The Mayor of London’s plan for London, recently promulgated after about half a year’s worth of input and commentary as a replacement for the 2008 plan, includes an interesting new project which has potential to significantly change the way consumption in London works. The plan provides in Ch. 7, policy number 7.22, that a strategy be developed to create a significant new use of ‘land for food’ directly in the London area, in particular in its ‘Green Belt’. By 2012, there will be over 2000 new plots for food creation within the domain of the Mayor, including by means of financial support. The practical side of this is to be undertaken by a campaign called ‘Capital Growth’ which provides grants and training to people seeking to develop food plots within and around London, supported also by the money from the Big Lottery. As of now, only 8% of the London area is actually used as vegetable garden or farmland, which compares to 81% for the whole of England.(1) This is not for lack of interest, since waiting lists for allotments to grow fruit and veg in the city are immense in virtually every borough.
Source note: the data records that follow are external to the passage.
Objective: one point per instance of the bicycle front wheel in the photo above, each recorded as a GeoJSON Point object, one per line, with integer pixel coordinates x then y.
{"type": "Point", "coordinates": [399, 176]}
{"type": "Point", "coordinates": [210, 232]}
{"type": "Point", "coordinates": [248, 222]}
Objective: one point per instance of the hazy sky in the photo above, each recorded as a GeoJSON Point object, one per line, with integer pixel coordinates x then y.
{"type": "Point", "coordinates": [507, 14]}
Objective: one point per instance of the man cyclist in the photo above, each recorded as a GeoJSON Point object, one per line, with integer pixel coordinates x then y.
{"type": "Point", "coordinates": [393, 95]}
The interesting fact is that although Britain compared to continental Europe has quite a lead in locally sourced food, organic production (competing with Germany) and an interest in the qualitative aspects of food production, London itself has seen very little of this. During the Middle Ages, London was relatively well able to keep itself supplied with food compared to for example the major cities of northern Italy, which suffered regular famine as a result of interruption of supplies by wars and economic changes. The latter would even war with each other over control of grain supplying ports, while London was safely ensconced in the middle of the highly productive areas of East Anglia and suffered from no urban competitor of size anywhere nearby.(2) Even as late as before World War I large amounts of London’s food consumption came from the ring of garden land surrounding the city, which provided borough markets with food for the general public, manured by the many horses London was home to. The disappearance of such production as a result of the shift to industrial mass production of food and the rise of the supermarket is no laughing matter: it is estimated by the World Wildlife Fund that the largest single component in the British ‘carbon footprint’ is food production and transport, accounting for as much as 23% of the total.(3) Clearly, it’s time for a rethinking of our food distribution systems, all the more with the looming threat of global warming and the ever increasing costs, financial and environmental, of our current system of mass production of food.
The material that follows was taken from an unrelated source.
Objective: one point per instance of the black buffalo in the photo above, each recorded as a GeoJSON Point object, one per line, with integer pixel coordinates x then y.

It is not clear whether the Food for London initiative will achieve its other goal of promoting agricultural biodiversity, in particular because of Capital Growth’s reliance on mass producers of standard seeds for its allotment support schemes. Nonetheless, the fact that a rethinking of the capital’s food production in favor of smaller, local plots managed in an environmentally friendly way by local people is supported by such opposite figures in politics as Boris Johnson and Gordon Brown should be a definite indication for skeptics that this is more than just another pie-in-the-sky green experiment. Serious designs have been made already for so-called ‘vertical farms’, which allow the often limited allotment space for agriculture in cities to be used in a manner that is capable of producing the food quantities a true metropolis like London needs. Cuba, whose sustainable but low-intensity agriculture has come under severe pressure since the Soviet subsidy tap has been shut, has already switched to such schemes in its capital Havana.(4) As ecological and economic crisis piles upon crisis, food prices keep increasing, and over time this will affect not just the Third World but also the somewhat better-filled wallet of the Londoner. Not just Cuba, but also countries like China and Argentina are seeing the revival of urban agriculture as a serious proposal for the environmental and economic pressures on the unsustainable 20th century style production.
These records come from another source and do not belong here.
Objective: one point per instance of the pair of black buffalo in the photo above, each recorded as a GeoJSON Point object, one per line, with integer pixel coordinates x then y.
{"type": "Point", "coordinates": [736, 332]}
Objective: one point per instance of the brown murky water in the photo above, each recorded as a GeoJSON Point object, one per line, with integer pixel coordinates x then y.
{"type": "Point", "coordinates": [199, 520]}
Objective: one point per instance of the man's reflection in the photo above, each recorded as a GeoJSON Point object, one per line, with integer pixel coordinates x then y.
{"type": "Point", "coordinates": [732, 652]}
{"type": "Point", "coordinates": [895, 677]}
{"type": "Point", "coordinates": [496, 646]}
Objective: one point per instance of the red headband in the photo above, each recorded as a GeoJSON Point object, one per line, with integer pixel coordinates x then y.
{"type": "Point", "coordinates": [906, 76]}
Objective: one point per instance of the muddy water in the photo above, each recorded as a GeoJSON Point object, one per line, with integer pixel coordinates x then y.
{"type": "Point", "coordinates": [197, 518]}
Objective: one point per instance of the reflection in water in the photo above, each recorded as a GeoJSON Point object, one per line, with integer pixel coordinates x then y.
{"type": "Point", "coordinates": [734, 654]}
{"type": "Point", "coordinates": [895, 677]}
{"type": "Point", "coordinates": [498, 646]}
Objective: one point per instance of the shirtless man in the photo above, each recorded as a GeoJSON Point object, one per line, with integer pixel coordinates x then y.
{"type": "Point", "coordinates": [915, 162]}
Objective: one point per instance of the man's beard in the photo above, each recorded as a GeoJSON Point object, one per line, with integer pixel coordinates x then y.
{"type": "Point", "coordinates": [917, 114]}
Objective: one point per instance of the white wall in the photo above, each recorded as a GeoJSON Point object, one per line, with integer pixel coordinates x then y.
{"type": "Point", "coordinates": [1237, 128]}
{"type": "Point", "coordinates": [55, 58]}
While radical proposals such as feeding the entire influx of people for the Olympics by such agriculture are likely too much to ask in the short run, the Mayor’s proposals deserve the enthousiasm and support of the London population. Food will be cheaper for the less well-off, while all layers of the population can be satisfied with a smaller carbon footprint and hopefully even a more diverse range of local foodstuffs. It might even help boost the reinvention of ‘traditional British food’ in its new gastronomic approach. Finally, in the longer run it might allow entire boroughs to be fed from less intensive, environmentally sustainable and even fair trade-oriented agriculture. This is done for example in Hackney by the ‘Growing Communities’ project, albeit still on a smaller scale, which employs 20 people and feeds 1500 per week.(5) A visionary, London-wide application of the same ideas could be a revolution in food that will have Londoners hungry for more.
1) Capital Growth, http://www.capitalgrowth.org/.
2) Derek Keene, “Feeding Medieval European Cities, 600-1500″. http://www.history.ac.uk/resources/e-seminars/keene-paper
3) Kate Burt, “The urban farmer: One man’s crusade to plough up the inner city”. The Independent (1 June 2008).
4) Graham Harvey, “Farming: vertically challenged?”. The Guardian (30 June 2008).